Re: [RFC PATCH 1/2] mm: introduce bmap_walk()
From: Christoph Hellwig
Date: Sun Jun 18 2017 - 03:52:05 EST
On Sat, Jun 17, 2017 at 05:29:23AM -0700, Dan Williams wrote:
> On Fri, Jun 16, 2017 at 10:22 PM, Christoph Hellwig <hch@xxxxxx> wrote:
> > On Fri, Jun 16, 2017 at 06:15:29PM -0700, Dan Williams wrote:
> >> Refactor the core of generic_swapfile_activate() into bmap_walk() so
> >> that it can be used by a new daxfile_activate() helper (to be added).
> >
> > No way in hell! generic_swapfile_activate needs to day and no new users
> > of ->bmap over my dead body. It's a guaranteed to fuck up your data left,
> > right and center.
>
> Certainly you're not saying that existing swapfiles are broken, so I
> wonder what bugs you're talking about?
They are somewhat broken, but we manage to paper over the fact.

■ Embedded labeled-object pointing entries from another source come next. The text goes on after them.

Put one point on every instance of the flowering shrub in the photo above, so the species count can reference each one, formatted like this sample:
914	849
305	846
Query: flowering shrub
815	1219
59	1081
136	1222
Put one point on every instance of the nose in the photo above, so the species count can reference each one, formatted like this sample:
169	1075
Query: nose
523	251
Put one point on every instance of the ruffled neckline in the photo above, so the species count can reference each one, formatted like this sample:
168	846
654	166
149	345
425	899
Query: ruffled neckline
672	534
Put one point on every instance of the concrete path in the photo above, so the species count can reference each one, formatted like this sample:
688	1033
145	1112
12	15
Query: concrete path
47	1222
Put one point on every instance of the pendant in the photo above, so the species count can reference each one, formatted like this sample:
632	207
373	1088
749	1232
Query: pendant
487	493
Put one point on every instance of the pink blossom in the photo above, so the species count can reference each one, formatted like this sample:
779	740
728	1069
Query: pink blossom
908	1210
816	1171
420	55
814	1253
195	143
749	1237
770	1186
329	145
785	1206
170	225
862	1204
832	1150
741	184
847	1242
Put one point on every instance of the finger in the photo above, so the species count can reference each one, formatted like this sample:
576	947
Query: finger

And in fact if you plan to use a method marked:
/* Unfortunately this kludge is needed for FIBMAP. Don't use it */
sector_t (*bmap)(struct address_space *, sector_t);
I'd expect a little research.
By it's signature alone ->bmap can't do a whole lot - it can try to
translate the _current_ mapping of a relative block number to a physical
one, and do extremely crude error reporting.
Notice what it can't do:
a) provide any guaranteed that the block mapping doesn't change any time
after it returned
b) deal with the fact that there might be anything like a physical block
c) put the physical block into any sort of context, that is explain what
device it actually is relative to
So yes, swap files are broken. They sort of work by:
a) ensuring that ->bmap is not implemented for anything fancy (btrfs), or
living with it doing I/O into random places (XFS RT subvolumes, *cough*)
b) doing extremely heavy handed locking to ensure things don't change at all
(S_SWAPFILE). This might kinda sorta work for swapfiles which are
part of the system and require privilegues, but an absolute no-go
for anything else
c) simply not using this brain-haired systems - see the swap over NFS
support, or the WIP swap over btrfs patches.
> Unless you had plans to go remove bmap() I don't see how this gets in
> your way at all.
I'm not talking about getting in my way. I'm talking about you doing
something incredibly stupid. Don't do that.
> That said, I think "please don't add a new bmap()
> user, use iomap instead" is a fair comment. You know me well enough to
> know that would be all it takes to redirect my work, I can do without
> the bluster.
But that's not the point. The point is that ->bmap() semantics simplify
do not work in practice because they don't make sense.